«Llego a casa y me pasas al bebé: ¿Qué has estado haciendo todo el día?» se pregunta Carlos
Al abrirse la puerta de entrada, Carlos entró en el caos familiar de su hogar después de un largo día en la oficina. Los juguetes estaban esparcidos por el suelo del salón, y se oía el sonido lejano de un programa infantil de fondo. Lucía, su esposa, levantó la vista desde donde estaba sentada en el sofá, amamantando a su hijo de seis meses, Guillermo.
«Por fin llegas a casa», suspiró Lucía, su voz una mezcla de alivio y agotamiento. «Aquí, tu turno», dijo, colocando suavemente al somnoliento bebé en los brazos de Carlos.
Carlos, ya abrumado, no pudo ocultar su frustración. «¿Qué exactamente has estado haciendo todo el día?» preguntó, con un tono más acusatorio de lo que pretendía.
Los ojos cansados de Lucía se encontraron con los suyos. «Cuidando de Guillermo», respondió tajantemente. «No es tan fácil como parece. Quizás deberías intentarlo alguna vez.»
El comentario tocó una fibra sensible. «Está bien, ¿por qué no cambiamos de lugar mañana? Tú vas a trabajar y yo me quedo en casa con él. Veremos qué tan difícil es realmente», replicó Carlos.
A la mañana siguiente, Lucía salió hacia la oficina de Carlos, con una mezcla de aprensión y emoción en su paso. Carlos, mientras tanto, se sentía confiado mientras se despedía con la mano. ¿Qué tan difícil podría ser?
La mañana comenzó bastante bien. Guillermo estaba alegre y juguetón, y Carlos sentía que tenía todo bajo control. Incluso logró limpiar los platos del desayuno y poner una carga de ropa en la lavadora. Pero a medida que pasaban las horas, Guillermo se volvía más quisquilloso. Sus llantos se intensificaban y sus demandas eran más frecuentes.
Para el mediodía, Carlos estaba desquiciado. Guillermo se negaba a dormir la siesta, la ropa se había olvidado y ahora olía a moho, y el almuerzo fue una serie de purés rechazados y leche derramada. La casa, que estaba ordenada por la mañana, parecía un escenario de devastación.
Carlos miraba el reloj cada pocos minutos, contando las horas hasta que Lucía regresara. Intentó todo para calmar a Guillermo: juguetes, canciones, un paseo por la manzana, pero nada funcionaba por mucho tiempo. El agotamiento se estaba instalando y la paciencia de Carlos se estaba agotando.
Cuando Lucía finalmente entró por la puerta esa tarde, encontró a Carlos sentado en el suelo, sosteniendo a un Guillermo llorando, ambos cubiertos de lo que parecía ser puré de zanahoria.
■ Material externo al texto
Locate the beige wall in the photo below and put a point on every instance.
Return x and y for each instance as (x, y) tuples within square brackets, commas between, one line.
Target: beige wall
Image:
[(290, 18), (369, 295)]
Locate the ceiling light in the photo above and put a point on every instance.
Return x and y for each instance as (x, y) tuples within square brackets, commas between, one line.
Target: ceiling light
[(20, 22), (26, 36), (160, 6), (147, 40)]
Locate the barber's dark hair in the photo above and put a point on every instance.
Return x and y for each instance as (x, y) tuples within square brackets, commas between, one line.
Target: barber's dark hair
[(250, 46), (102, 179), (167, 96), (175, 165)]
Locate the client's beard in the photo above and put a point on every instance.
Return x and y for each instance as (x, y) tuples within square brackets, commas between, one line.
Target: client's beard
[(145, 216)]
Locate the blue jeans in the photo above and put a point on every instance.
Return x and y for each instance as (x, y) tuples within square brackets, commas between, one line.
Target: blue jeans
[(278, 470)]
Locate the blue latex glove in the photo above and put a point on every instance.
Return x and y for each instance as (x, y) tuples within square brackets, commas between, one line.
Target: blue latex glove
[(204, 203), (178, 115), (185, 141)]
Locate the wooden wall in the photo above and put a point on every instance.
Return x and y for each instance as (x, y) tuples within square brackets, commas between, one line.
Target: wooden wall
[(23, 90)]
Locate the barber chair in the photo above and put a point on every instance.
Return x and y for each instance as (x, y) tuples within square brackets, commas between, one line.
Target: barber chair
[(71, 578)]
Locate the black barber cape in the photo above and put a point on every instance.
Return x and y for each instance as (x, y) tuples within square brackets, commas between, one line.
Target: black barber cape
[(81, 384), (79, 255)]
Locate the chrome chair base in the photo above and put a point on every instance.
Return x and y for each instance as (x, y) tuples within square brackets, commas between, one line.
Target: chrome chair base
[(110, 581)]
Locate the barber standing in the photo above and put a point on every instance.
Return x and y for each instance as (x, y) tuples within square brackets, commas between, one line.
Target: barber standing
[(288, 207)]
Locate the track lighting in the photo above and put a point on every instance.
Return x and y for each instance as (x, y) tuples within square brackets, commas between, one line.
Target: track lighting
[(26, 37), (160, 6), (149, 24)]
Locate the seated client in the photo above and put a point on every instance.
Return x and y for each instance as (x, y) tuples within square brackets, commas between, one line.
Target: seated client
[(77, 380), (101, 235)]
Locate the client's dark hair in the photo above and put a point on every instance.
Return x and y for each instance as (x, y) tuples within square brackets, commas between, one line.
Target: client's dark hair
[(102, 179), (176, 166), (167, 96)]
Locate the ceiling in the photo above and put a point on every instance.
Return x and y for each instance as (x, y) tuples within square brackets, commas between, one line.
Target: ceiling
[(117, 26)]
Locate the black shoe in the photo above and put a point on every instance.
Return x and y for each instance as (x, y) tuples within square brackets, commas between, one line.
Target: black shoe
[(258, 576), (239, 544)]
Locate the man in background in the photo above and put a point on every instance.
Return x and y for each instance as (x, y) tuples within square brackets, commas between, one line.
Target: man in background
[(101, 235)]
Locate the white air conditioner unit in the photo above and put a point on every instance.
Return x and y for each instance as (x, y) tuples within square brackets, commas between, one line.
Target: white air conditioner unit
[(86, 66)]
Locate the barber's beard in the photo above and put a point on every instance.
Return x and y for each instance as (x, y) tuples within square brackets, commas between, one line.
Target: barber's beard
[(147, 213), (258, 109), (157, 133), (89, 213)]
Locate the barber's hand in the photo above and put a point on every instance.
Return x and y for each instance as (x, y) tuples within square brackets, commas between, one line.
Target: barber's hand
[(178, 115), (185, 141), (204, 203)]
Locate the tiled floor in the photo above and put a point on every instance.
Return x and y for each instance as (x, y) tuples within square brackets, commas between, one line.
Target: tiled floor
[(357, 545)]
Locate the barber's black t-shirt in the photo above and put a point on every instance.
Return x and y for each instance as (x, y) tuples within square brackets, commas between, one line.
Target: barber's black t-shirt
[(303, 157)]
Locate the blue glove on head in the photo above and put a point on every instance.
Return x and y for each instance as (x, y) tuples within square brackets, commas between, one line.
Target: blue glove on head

La casa estaba en desorden y Carlos la miró con una expresión de derrota.
«No puedo hacer esto», admitió, con la voz quebrada. «No tenía idea de lo difícil que era.»
Lucía tomó a Guillermo en sus brazos, su rostro se suavizó mientras lo mecía suavemente. «Es duro, ¿verdad?» dijo, no como un reproche, sino como un simple reconocimiento de su realidad diaria.
Carlos asintió, su anterior arrogancia reemplazada por un nuevo respeto por lo que Lucía hacía todos los días. «Lo siento», murmuró. «Simplemente no lo entendía.»
Lucía sonrió débilmente, exhausta de su día en la oficina, que tampoco había sido un paseo. «Intentemos ayudarnos más el uno al otro», sugirió.
Carlos estuvo de acuerdo, pero la tensión entre ellos no se disipó esa noche. Ambos se quedaron preguntándose si un solo día podría cambiar realmente algo, o si el resentimiento acumulado por esfuerzos no reconocidos y luchas no expresadas era demasiado profundo para reparar.